İnsanlardan aldığım o güzel enerji, güler yüzlü yaklaşım,
Bir yöneticinin -kendi yöneticim değil-, sana her zaman yardıma hazırım, bir diğerinin yanağımı okşayıp 'Güzel kızım benim' demesi,
'Çok çabuk adapte oldu, sanki yıllardır çalışıyor' denilmesi,
Yaptığım işlerden gördüğüm takdir (Elbette ki hatalarım olacaktır ama umarım telafisi olabilen cinsten olur)
Yurt dışına gönderileceğimi öğrenmem ve bunun henüz 1 ayımı doldurmuşken olması. Yurt dışına çıkacağıma çok çok sevinmem ama en çok bana güvenilmesine içten içe gurur duymam...

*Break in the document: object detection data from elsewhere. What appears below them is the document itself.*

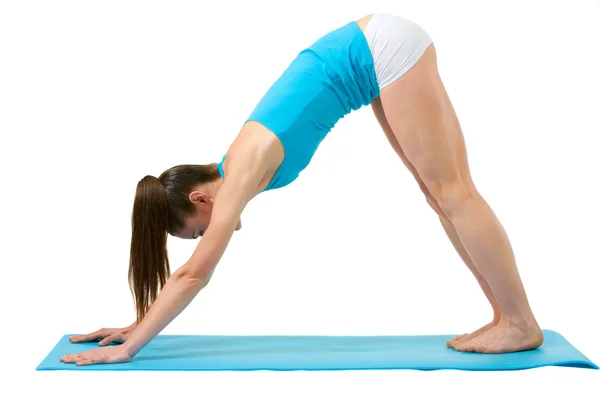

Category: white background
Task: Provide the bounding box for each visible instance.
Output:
[0,0,600,399]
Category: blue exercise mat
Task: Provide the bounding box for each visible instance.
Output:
[37,330,598,371]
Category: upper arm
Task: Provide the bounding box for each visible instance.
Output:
[183,153,262,283]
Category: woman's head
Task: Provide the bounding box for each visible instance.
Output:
[128,164,229,322]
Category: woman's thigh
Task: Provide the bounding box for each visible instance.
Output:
[380,44,477,211]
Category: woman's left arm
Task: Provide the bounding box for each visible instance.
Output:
[123,171,256,357]
[61,163,259,365]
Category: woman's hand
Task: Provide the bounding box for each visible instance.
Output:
[69,322,137,346]
[60,345,131,366]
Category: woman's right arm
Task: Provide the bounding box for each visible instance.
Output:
[69,322,137,346]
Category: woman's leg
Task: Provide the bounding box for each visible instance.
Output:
[380,44,543,353]
[371,97,501,347]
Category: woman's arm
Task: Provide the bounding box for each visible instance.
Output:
[123,164,260,357]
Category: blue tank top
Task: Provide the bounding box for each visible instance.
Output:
[218,21,379,190]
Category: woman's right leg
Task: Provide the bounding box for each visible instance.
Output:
[371,97,501,348]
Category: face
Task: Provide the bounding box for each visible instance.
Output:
[175,190,242,239]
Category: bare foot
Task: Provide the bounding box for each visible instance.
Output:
[446,319,500,348]
[454,319,544,353]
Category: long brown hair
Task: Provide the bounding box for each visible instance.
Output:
[128,163,220,323]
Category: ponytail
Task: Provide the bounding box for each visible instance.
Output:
[128,175,171,323]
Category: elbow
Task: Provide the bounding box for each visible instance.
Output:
[178,268,210,290]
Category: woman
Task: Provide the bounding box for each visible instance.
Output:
[61,14,543,365]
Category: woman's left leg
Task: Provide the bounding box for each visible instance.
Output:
[380,44,543,353]
[371,97,502,348]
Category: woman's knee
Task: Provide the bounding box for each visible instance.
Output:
[432,181,479,220]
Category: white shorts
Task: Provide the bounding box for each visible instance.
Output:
[364,14,432,90]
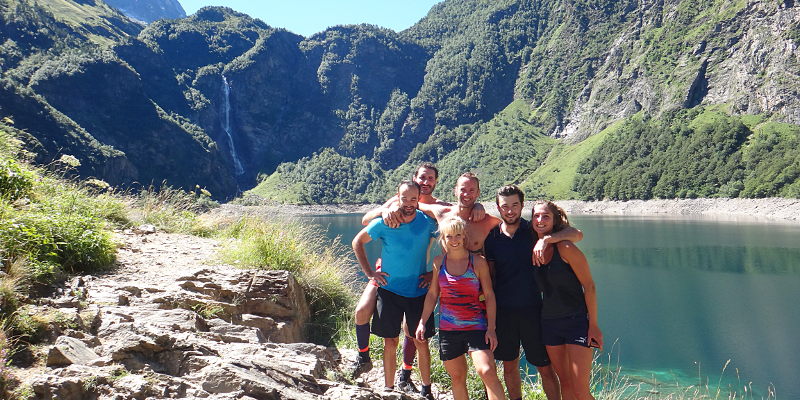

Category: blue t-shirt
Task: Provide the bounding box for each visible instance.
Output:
[367,210,437,297]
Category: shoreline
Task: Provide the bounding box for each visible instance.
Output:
[210,198,800,224]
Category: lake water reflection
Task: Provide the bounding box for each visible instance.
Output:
[304,215,800,399]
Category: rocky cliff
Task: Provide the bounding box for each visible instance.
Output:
[0,0,800,202]
[14,232,424,400]
[105,0,186,23]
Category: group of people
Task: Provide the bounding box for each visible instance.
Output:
[352,163,603,400]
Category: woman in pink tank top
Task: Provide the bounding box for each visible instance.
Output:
[416,217,504,400]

Bunlara bakınca bir şey fark ettim: İnsanoğlunda değişmeyen tek bir şey var, o da iyi niyet.
Buna bir de azim ekleyin. Azim ama hırs değil, insana zarar veren boyutta şeyler değil.
Bir işi doğru yapmak, mümkünse en güzelini yapmak. Bir yerlere ulaşabilmek için erken kalkmak, zaman harcamak, emek sarf etmek.
Hadi bir de sizin bebek adımlarınızda cesaretlendirmek için poponuzdan hafifçe ittiren insanları da katın.
Bu çorba şahane olmaz da ne olur?
Allah'a binlerce şükür, güzel insanların hepsine teşekkür.